Pernah saat Tara tiba-tiba mengingat sosok Arroyan Rasendriya, deskripsi sikap tokoh novel tersebut sempat ia bayangkan akan terjadi juga pada dirinya. Namun, ternyata ketika ia benar-benar mengalaminya, Tara masih bisa bernapas dengan normal dan bahkan membalas senyuman Roy dengan tulus.

Sepuluh tahun yang lalu, Tara sudah memaksa perasaannya pada Roy untuk berhenti tumbuh. Ia bersungguh-sungguh mendesak keluar bayangan Roy yang biasanya memenuhi pikiran. Menekankan pada diri sendiri bahwa ia harus benar-benar melupakan Roy juga sudah Tara lakukan.

Segalanya berjalan mulus saat Roy ternyata memilih pindah ke luar kota setelah lulus SMA. Menjauhnya laki-laki itu membawa angin segar bagi Tara. Usahanya untuk berhenti menyukai Roy menjadi lebih gampang. Namun, ketika bertemu kembali dengan Roy, kenapa usaha move on yang Tara kira berhasil itu kini terasa sia-sia?

Sorot mata Roy yang tajam tapi menenangkan membuat Tara goyah lagi.

"Kalau sama Tari sih gue kenal. Dia ini teman SMA gue." Roy tertawa senang. "Apa kabar, Ri? Lama banget kita nggak ketemu."

Senyuman Tara langsung lenyap. Ia menyesal karena beberapa detik yang lalu hatinya nyaris jatuh di tempat yang sama untuk kedua kalinya. Mestinya Tara harus punya pertahanan diri yang kukuh supaya saat Roy salah mengenali siapa dirinya, ia tidak perlu merasakan perih di dada. Seharusnya Tara selalu memancangkan kuat-kuat kenyataan pahit di otaknya: Arroyan hanya tertarik pada Tari--saudara kembarnya--dari dulu dan mungkin sampai sekarang.
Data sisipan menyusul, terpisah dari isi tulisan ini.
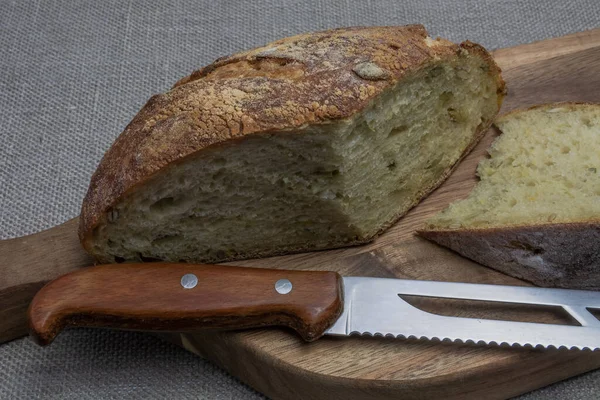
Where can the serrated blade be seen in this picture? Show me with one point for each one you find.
(372, 306)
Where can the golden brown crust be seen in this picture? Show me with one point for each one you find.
(558, 255)
(308, 79)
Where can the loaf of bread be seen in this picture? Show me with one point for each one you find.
(535, 213)
(316, 141)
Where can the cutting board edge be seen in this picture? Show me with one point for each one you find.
(297, 378)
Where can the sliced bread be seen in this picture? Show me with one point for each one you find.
(535, 213)
(316, 141)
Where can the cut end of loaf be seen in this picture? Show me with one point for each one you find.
(318, 186)
(535, 214)
(543, 169)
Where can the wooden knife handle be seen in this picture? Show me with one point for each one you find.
(157, 297)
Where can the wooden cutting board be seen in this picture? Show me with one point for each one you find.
(279, 364)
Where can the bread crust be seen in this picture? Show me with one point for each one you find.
(287, 85)
(553, 255)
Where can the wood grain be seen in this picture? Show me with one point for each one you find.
(279, 364)
(151, 297)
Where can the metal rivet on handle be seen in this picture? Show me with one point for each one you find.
(283, 286)
(189, 281)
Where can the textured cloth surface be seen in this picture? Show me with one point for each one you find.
(75, 72)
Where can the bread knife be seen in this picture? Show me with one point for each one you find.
(192, 297)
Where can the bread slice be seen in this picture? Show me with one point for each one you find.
(311, 142)
(535, 214)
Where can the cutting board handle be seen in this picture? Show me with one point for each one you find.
(29, 262)
(185, 298)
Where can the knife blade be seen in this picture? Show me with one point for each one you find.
(187, 298)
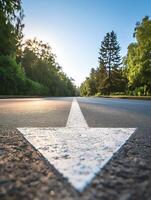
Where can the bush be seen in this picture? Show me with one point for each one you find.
(14, 82)
(35, 88)
(12, 77)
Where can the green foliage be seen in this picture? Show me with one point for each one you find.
(11, 16)
(139, 59)
(39, 64)
(108, 77)
(28, 68)
(109, 62)
(12, 78)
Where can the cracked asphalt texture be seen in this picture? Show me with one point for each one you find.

"Gue Tara, Roy," cicit Tara. Entah suaranya terdengar jelas atau tidak.

Mata Roy membeliak sempurna. Ia seketika terbata-bata mengucapkan maaf yang tidak terlalu Tara dengarkan. Meski susah, pemilik kafe itu sibuk mempertahankan mimik wajahnya agar terlihat tetap santai. Tara berusaha tegar agar Tia dan yang lainnya tidak memandangnya dengan tatapan kasihan.

"Kalau gitu gue mau siap-siap pulang. Permisi." Tara melenggang masuk ke kafe, meninggalkan Roy dan lainnya yang masih betah berlama-lama berdiri dalam diam.